At a time when Chicago Public Schools are in the spotlight as teachers have authorized a strike, the district released a projected graduation rate that could be record-breaking.
With more than 18,500 students graduating from CPS this year, the district predicts its graduation rate will hit 60.6 percent this year for students who were freshmen in the 2007-2008 school year, the highest it's been since at least 1999, according to WBEZ. That percentage includes predictions about seniors enrolled in summer school or fifth year programs to fulfill their graduation requirements.
The statistic says nothing about the current administration, in place for only a year, but CPS spokeswoman Robyn Ziegler told Catalyst Chicago that the news can provide "great momentum going into next year."
Mayor Rahm Emanuel seemed energized by the news, which he mentioned during his keynote speech at a CPS graduation last weekend.
"A higher percentage of CPS students will also enroll in college next year than any year on record," Emanuel told the senior class of Golder College Prep during their graduation ceremony this weekend, according to ABC Chicago.
But the Chicago Sun-Times reports that these stats may be misleading: the state requires school districts to calculate four-year graduation rates, which are sent home to parents, but CPS has been leaning on five year calculations for the past 14 years, according to the newspaper. What the 60 percent figure does represent is growth: it's up 2.3 percent from 2011, the third-largest uptick ever in the five-year measure, just behind the 2.5 percent hike the year before, and the 2.4 percent gain in 2006.

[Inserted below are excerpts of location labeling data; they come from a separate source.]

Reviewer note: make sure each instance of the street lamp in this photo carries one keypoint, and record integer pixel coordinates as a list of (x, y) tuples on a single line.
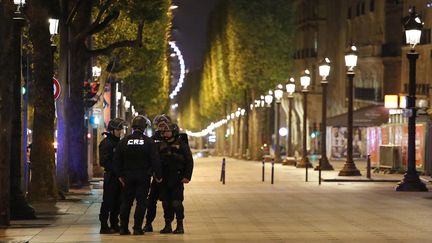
[(305, 80), (290, 88), (269, 98), (349, 168), (18, 14), (96, 71), (413, 27), (324, 71), (278, 95)]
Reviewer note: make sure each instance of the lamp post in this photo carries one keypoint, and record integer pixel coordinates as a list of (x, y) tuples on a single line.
[(349, 168), (413, 27), (305, 80), (290, 88), (278, 95), (268, 99), (324, 71)]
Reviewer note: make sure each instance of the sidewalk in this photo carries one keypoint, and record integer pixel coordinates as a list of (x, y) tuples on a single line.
[(246, 209)]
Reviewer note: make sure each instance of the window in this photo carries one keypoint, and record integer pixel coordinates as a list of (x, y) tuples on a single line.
[(426, 36)]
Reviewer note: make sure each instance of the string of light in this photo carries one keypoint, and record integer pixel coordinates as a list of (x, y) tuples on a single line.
[(182, 69), (239, 113)]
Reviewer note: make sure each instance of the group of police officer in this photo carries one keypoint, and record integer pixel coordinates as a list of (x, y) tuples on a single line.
[(131, 163)]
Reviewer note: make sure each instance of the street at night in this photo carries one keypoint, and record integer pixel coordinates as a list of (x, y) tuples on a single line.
[(215, 121), (246, 209)]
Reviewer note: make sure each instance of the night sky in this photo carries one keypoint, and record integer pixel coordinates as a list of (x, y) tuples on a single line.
[(190, 29)]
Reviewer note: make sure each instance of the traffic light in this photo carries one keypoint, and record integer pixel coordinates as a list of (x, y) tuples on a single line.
[(90, 90)]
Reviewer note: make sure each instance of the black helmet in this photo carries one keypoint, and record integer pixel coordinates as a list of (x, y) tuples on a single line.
[(161, 122), (140, 122), (161, 118), (116, 124), (174, 129)]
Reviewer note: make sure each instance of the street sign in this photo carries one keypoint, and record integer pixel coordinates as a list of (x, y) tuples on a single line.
[(57, 88)]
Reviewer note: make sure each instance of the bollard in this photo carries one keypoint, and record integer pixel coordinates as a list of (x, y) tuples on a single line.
[(368, 167), (272, 179), (222, 169)]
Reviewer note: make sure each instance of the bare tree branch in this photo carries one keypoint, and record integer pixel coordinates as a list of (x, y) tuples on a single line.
[(97, 27), (73, 12)]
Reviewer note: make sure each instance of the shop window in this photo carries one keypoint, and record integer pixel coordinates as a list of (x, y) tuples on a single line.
[(426, 36)]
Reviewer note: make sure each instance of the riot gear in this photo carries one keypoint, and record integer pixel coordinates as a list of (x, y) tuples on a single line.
[(135, 158), (116, 124), (140, 122)]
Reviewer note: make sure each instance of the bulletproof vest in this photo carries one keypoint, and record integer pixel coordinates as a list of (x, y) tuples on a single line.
[(137, 153), (171, 154)]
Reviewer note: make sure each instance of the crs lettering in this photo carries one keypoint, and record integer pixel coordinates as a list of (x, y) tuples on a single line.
[(135, 142)]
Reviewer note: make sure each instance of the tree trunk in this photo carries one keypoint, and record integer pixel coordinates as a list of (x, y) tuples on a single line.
[(19, 208), (6, 102), (43, 183), (62, 168)]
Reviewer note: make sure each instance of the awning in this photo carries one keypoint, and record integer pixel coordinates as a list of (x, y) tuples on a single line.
[(364, 117)]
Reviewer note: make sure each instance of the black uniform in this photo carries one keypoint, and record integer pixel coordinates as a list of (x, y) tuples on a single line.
[(135, 158), (110, 206), (177, 163), (154, 189)]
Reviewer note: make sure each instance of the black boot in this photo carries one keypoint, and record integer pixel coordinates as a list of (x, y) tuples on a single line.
[(115, 228), (179, 229), (167, 229), (104, 225), (138, 232), (124, 231), (148, 227)]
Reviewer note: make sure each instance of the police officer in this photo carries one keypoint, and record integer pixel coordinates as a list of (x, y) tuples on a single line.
[(160, 123), (110, 206), (177, 165), (135, 158)]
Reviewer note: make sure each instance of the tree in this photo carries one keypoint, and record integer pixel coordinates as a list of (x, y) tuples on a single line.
[(81, 27), (250, 52), (43, 183), (6, 63)]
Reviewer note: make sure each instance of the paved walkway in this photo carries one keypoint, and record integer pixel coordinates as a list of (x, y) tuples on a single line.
[(246, 209)]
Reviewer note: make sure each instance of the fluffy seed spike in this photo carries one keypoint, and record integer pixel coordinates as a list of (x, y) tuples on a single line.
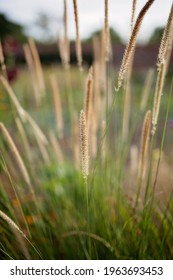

CPS Chief Jean-Claude Brizard attributed the improved rate in this year's class to graduation rate initiatives that targeted several schools, like Phoenix Military Academy, where teachers and principals collaborated to raise their graduation rate from 42 percent in 2008 to nearly 75 percent last year, the Associated Press reports. Brizard called the numbers "impressive," but said much more work needs to be done to bring all Chicago students to the same high-performing levels.